02/10/2024 Session
L’APCE a félicité aujourd’hui les autorités de Bosnie-Herzégovine pour le rythme des réformes entreprises depuis 2022, ce qui a permis d’ouvrir des négociations d’adhésion à l’UE en mars 2024. Cependant, elle reste préoccupée par « l'insuffisance de progrès accomplis dans certains domaines essentiels pour le fonctionnement des institutions démocratiques », et a décidé par conséquent de poursuivre son suivi du respect des obligations et engagements de ce pays.
Regrettant que les élections de 2022 aient été organisées pour la quatrième fois dans un cadre juridique et constitutionnel en violation de la Convention européenne des droits de l'homme, l’APCE a appelé les autorités de Bosnie-Herzégovine à mettre la législation électorale en conformité avec la Convention, et à éliminer la discrimination fondée sur l'appartenance ethnique ou le fait de ne pas remplir les conditions relatives à l'appartenance ethnique et au lieu de résidence pour les élections à la Présidence et à la Chambre des Peuples.
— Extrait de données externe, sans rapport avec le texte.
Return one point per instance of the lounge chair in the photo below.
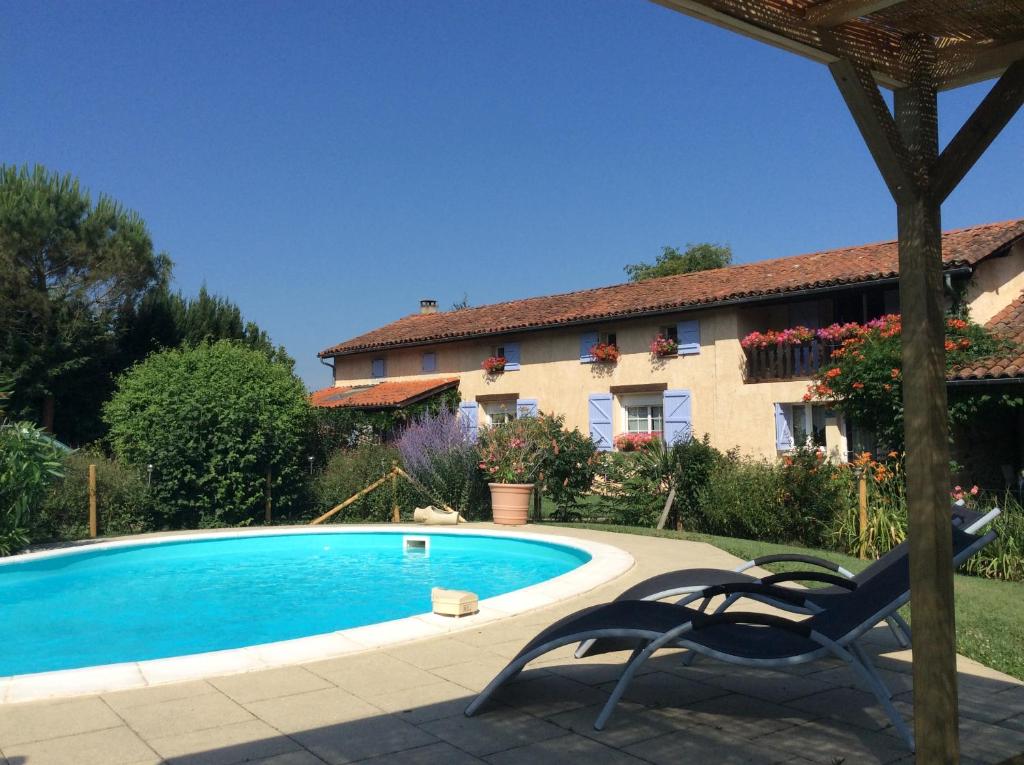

En adoptant une résolution, basée sur le rapport de Zsolt Németh (Hongrie, CE/AD) et Aleksandar NIkoloski, (Macédoine du Nord, PPE/DC), l’APCE a également appelé les autorités à intensifier la lutte contre la corruption, et à « veiller au bon fonctionnement de la Cour constitutionnelle de Bosnie-Herzégovine », conformément aux avis de la Commission de Venise sur le mode d'élection des juges et sur des questions relatives au fonctionnement de la Cour.
Enfin, s’agissant de la protection des droits humains, l’APCE s’est ralliée à la résolution de l’Assemblée Générale des Nations-Unies sur le génocide commis à Srebrenica en 1995 et a invité les autorités à poursuivre les réformes pour éliminer tous les aspects de la ségrégation et de la discrimination dans l’éducation. L’Assemblée a également encouragé la mise en place d’un tronc commun d’enseignement de l’histoire et l’interdiction d’honorer des individus condamnés pour génocide, crimes contre l’humanité et crimes de guerre dans les programmes scolaires.